言葉の代わりに紡がれるのは石。白と黒に彩られたそれは、何よりも雄弁に互いの気持ちを伝えていた。
相手が碁盤の上に、カチリと音を立てながら白い石を置く。あたしもそのメッセージに応えて、碁盤の上に黒い石を置く。
盤の上には数多くの石が並べられ、一つの模様を描き出している。二人で織りなす共同作業、それは決して一人では作り出せなくて。
場は静寂に包まれている。相手の息づかいが聞こえてきて、互いの呼吸が心臓の鼓動までもが同期しているみたいだ。
こもった熱気が、フル稼働している冷房さえも寄せ付けず、汗が背筋を伝って落ちる。
対話とは、人が人である限り、人が他者と関わろうとする限り、必然的に行われる。自分を相手に分かって欲しい、相手のことをもっと知りたいという欲望によって駆動される行為。
言葉ではうまく出来なかった。行為の代償として、時には相手を、自分を傷つけてしまう。誰だって痛みからは逃れたいものだし、それ以上に何かを損ねてしまうことを恐れる。
だからあたしは囲碁で語り合う。ゲームというルールの枠組みの中で、互いの存在を確かめ合う。あたしがここにいて、相手がそこにいる。その事実を確かめるだけで幸せを感じられる。
それだけじゃない。置かれる石の軌跡には、かつてそこにあった存在を思い出させる。今、ここで作り上げられるものは、きっと長い修練の結果としてある。

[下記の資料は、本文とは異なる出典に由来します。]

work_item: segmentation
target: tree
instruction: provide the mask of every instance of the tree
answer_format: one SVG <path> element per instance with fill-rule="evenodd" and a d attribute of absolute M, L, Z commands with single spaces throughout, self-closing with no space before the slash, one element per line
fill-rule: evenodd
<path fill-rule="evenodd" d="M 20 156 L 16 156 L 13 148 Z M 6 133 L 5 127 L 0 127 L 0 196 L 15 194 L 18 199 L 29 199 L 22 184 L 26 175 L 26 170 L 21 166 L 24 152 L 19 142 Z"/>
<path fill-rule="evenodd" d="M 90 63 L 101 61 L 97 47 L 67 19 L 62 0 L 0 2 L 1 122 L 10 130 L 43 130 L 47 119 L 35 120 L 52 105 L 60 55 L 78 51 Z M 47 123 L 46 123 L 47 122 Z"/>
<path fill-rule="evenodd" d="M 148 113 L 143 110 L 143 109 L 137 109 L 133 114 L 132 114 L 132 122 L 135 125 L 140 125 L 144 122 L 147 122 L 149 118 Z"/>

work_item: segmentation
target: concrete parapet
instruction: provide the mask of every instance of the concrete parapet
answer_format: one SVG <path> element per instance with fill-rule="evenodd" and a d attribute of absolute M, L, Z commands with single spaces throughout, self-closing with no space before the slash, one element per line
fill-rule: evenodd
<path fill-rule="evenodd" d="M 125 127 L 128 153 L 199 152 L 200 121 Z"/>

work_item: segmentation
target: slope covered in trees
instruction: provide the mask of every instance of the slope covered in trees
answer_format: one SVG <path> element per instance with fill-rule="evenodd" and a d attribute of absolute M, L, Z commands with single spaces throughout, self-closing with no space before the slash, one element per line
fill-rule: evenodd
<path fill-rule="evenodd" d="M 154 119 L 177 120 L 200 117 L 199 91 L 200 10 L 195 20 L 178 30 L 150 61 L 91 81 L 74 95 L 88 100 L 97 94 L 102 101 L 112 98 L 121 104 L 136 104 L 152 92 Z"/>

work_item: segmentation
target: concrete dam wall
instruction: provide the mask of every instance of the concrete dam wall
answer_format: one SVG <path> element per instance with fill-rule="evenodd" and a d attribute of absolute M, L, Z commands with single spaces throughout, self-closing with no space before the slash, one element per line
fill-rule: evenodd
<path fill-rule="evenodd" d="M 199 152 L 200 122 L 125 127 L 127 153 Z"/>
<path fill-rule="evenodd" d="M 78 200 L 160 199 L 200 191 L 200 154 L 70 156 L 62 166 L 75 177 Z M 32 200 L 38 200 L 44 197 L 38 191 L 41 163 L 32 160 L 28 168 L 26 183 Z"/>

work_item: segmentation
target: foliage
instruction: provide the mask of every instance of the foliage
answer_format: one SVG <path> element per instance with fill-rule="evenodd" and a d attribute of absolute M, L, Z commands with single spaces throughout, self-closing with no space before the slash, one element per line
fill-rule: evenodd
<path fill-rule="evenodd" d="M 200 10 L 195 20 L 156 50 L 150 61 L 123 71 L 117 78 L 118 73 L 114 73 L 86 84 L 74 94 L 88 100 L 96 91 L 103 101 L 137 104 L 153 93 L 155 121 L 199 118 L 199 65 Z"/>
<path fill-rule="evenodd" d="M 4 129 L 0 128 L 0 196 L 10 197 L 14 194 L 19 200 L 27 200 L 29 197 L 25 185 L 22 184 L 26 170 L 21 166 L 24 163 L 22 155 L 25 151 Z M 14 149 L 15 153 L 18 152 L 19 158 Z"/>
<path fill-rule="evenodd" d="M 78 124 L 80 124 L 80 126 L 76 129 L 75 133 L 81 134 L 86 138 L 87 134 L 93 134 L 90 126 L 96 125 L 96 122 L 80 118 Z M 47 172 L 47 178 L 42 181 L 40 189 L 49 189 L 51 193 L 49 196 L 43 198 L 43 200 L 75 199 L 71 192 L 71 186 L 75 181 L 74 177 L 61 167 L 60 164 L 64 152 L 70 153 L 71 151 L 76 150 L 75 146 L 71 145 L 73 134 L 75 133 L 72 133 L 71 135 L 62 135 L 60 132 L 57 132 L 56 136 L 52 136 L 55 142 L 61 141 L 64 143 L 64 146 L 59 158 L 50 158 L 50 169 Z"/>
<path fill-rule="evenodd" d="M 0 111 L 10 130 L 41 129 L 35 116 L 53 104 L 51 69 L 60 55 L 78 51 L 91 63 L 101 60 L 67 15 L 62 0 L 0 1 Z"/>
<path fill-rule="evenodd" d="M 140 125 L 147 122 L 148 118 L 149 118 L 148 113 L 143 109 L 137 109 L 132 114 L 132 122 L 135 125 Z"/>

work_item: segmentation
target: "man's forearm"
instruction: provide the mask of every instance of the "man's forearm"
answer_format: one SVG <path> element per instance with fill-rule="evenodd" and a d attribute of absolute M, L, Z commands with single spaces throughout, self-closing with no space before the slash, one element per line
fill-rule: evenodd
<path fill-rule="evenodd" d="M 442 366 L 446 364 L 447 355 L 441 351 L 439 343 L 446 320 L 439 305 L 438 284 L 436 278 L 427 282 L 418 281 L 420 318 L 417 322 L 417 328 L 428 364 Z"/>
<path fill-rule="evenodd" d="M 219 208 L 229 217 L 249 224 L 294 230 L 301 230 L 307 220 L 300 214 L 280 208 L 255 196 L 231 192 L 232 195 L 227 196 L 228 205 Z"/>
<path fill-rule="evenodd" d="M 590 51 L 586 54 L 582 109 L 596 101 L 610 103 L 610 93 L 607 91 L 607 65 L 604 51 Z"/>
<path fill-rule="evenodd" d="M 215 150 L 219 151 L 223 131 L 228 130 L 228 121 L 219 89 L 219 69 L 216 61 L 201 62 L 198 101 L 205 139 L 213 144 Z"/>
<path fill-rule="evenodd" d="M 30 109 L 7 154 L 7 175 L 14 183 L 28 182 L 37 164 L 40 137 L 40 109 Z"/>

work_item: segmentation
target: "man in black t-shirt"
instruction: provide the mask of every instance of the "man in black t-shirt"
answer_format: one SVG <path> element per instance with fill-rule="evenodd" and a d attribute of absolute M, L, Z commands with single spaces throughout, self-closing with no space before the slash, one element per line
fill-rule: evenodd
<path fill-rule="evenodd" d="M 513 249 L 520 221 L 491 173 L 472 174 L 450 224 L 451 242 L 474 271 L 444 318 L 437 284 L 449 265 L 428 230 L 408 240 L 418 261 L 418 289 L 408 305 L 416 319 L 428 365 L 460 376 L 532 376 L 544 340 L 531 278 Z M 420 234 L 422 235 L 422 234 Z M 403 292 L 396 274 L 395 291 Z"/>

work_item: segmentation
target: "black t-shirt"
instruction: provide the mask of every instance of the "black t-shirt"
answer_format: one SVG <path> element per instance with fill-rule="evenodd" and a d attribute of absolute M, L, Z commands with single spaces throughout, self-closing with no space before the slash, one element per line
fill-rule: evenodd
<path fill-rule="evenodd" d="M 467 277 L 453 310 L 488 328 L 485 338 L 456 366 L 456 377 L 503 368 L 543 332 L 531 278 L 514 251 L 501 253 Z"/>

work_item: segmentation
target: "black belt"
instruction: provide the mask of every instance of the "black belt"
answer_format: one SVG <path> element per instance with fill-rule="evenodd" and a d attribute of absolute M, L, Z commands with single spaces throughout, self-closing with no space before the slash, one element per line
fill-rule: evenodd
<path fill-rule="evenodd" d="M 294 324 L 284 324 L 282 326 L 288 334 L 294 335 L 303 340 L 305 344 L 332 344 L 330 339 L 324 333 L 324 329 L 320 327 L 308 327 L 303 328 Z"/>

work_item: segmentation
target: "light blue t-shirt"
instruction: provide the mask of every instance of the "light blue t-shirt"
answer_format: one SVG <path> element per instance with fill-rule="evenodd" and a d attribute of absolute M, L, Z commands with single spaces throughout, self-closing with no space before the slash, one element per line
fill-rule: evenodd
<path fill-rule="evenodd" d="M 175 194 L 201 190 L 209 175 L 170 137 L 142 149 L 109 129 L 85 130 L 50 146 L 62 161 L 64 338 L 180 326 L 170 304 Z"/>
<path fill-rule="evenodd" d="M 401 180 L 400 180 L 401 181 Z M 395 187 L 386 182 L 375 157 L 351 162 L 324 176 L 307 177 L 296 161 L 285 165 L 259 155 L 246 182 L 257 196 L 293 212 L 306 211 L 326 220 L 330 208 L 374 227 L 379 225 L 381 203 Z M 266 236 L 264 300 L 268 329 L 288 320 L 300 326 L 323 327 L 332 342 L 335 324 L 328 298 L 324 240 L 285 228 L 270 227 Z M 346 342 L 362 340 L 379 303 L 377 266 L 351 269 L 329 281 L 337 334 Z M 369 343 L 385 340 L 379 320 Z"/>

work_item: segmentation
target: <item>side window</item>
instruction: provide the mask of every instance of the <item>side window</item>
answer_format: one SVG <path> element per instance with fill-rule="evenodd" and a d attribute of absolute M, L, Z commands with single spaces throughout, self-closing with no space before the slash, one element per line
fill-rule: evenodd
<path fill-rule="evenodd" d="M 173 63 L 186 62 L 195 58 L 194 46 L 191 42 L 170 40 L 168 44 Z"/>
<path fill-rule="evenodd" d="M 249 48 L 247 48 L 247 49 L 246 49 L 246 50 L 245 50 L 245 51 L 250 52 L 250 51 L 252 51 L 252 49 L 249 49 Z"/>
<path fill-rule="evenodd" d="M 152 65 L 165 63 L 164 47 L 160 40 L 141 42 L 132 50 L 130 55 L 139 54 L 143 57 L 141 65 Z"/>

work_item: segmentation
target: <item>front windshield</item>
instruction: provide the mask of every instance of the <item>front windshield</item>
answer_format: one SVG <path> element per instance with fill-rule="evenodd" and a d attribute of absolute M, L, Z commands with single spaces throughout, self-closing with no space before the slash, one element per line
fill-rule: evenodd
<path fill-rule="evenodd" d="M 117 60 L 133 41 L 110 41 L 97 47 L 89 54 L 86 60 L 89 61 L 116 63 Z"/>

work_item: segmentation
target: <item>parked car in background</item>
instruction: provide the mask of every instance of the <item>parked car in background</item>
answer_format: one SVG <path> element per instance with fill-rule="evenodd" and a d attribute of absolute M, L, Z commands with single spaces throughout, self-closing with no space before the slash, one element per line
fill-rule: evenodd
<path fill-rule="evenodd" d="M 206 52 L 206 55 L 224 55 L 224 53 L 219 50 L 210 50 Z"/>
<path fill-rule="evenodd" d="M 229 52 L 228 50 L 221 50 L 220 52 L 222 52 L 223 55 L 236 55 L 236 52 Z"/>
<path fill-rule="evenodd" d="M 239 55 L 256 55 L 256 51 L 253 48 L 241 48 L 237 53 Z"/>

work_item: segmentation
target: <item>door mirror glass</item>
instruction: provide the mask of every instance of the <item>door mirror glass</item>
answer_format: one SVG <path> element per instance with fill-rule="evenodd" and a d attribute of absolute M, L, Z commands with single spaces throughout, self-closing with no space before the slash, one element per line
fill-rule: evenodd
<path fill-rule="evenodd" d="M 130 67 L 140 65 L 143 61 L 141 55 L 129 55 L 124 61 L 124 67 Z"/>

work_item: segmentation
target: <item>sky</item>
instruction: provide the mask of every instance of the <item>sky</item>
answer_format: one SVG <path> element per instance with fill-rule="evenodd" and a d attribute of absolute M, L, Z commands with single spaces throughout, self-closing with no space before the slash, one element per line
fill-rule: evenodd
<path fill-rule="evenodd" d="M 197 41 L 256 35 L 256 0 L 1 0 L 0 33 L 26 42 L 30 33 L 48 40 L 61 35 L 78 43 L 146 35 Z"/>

互いの手から出て、盤の上で結実したその形は、私が殺したはずのおじいちゃんの姿を浮かび上がらせていた。
優しくも厳しかったその姿は、今でも目を閉じれば鮮明に見える。たかがゲームに過ぎない、と誰かに言われたことがある。けれど、そのたかがゲームがこんなにも尊いものだと伝えたい。
この対局の機会を与えてくれた、この場所に来た時のことを思い返していた。